What the skill actually buys us is speed at the structured layer — pulling documents, reading them, running comps, mapping to the framework. That work used to absorb hours per file. Now it takes minutes. The hours are still spent. They're spent where they belong: on the judgment calls and the relationship.

The throughput math

Three hours to twelve minutes is more than an order of magnitude. What does that actually unlock?

It means we can underwrite every file with the full discipline. There's no incentive to cut corners on a smaller deal because the analysis is fast either way. There's no excuse to rush a complicated deal because the system carries the load on the structured part. The human attention — mine — gets spent on the judgment calls, the relationship, the parts that matter most.

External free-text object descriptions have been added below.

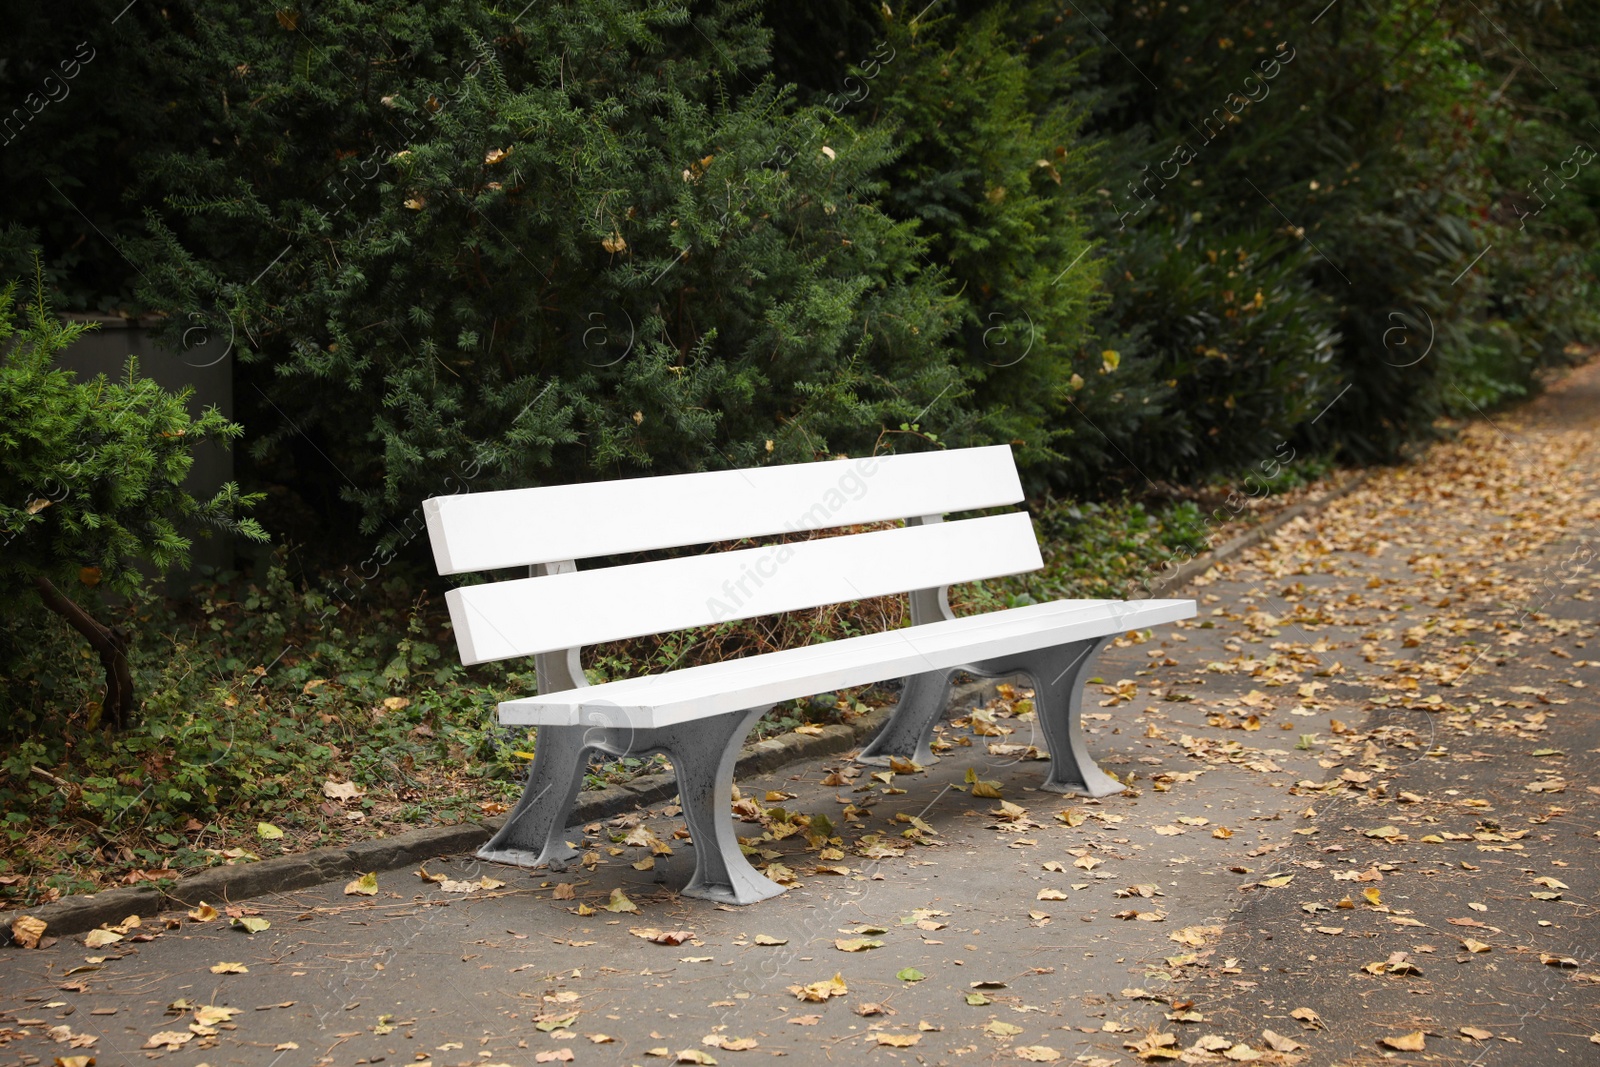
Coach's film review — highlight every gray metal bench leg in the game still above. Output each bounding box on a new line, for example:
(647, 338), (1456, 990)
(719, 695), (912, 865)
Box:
(856, 668), (957, 767)
(970, 635), (1123, 798)
(653, 705), (786, 906)
(477, 723), (589, 869)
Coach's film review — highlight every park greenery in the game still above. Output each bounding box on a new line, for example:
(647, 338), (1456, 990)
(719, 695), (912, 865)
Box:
(0, 0), (1595, 903)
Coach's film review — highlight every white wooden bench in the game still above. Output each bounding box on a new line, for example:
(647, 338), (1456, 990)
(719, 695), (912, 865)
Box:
(424, 445), (1194, 905)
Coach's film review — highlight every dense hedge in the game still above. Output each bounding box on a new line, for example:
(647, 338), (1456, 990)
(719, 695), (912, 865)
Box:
(2, 0), (1596, 549)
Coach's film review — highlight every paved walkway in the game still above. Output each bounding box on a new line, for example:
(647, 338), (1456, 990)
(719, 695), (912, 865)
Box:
(4, 364), (1599, 1067)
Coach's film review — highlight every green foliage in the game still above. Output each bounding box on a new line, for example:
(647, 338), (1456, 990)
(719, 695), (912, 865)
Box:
(0, 270), (264, 626)
(0, 561), (520, 902)
(123, 0), (967, 553)
(872, 3), (1106, 469)
(1073, 0), (1600, 474)
(0, 550), (881, 905)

It also means we can scale the loan book without scaling the operations team. If we double our origination volume next year, the underwriting cost per file doesn't double. The lean operation isn't a constraint we tolerate. It's a design choice that gets compounded by every file we process.

What it means for you, if you invest with us

Three things.

First, every loan in our book is underwritten with the same framework, the same depth, and the same thoroughness. There's no diligence-quality drift as the book grows. Claude doesn't get tired on a Friday afternoon — the fiftieth file of the month gets the same rigor as the first.

Second, the qualitative signal is captured. Most private credit funds underwrite from a credit memo and a balance sheet. We underwrite from those plus a recorded conversation, a public-records sweep, and a structured framework that flags what's missing. More signal, fewer surprises.

Third, when something doesn't pencil, we say no — and we say it faster. Speed plus discipline isn't a tradeoff anymore. It's the design.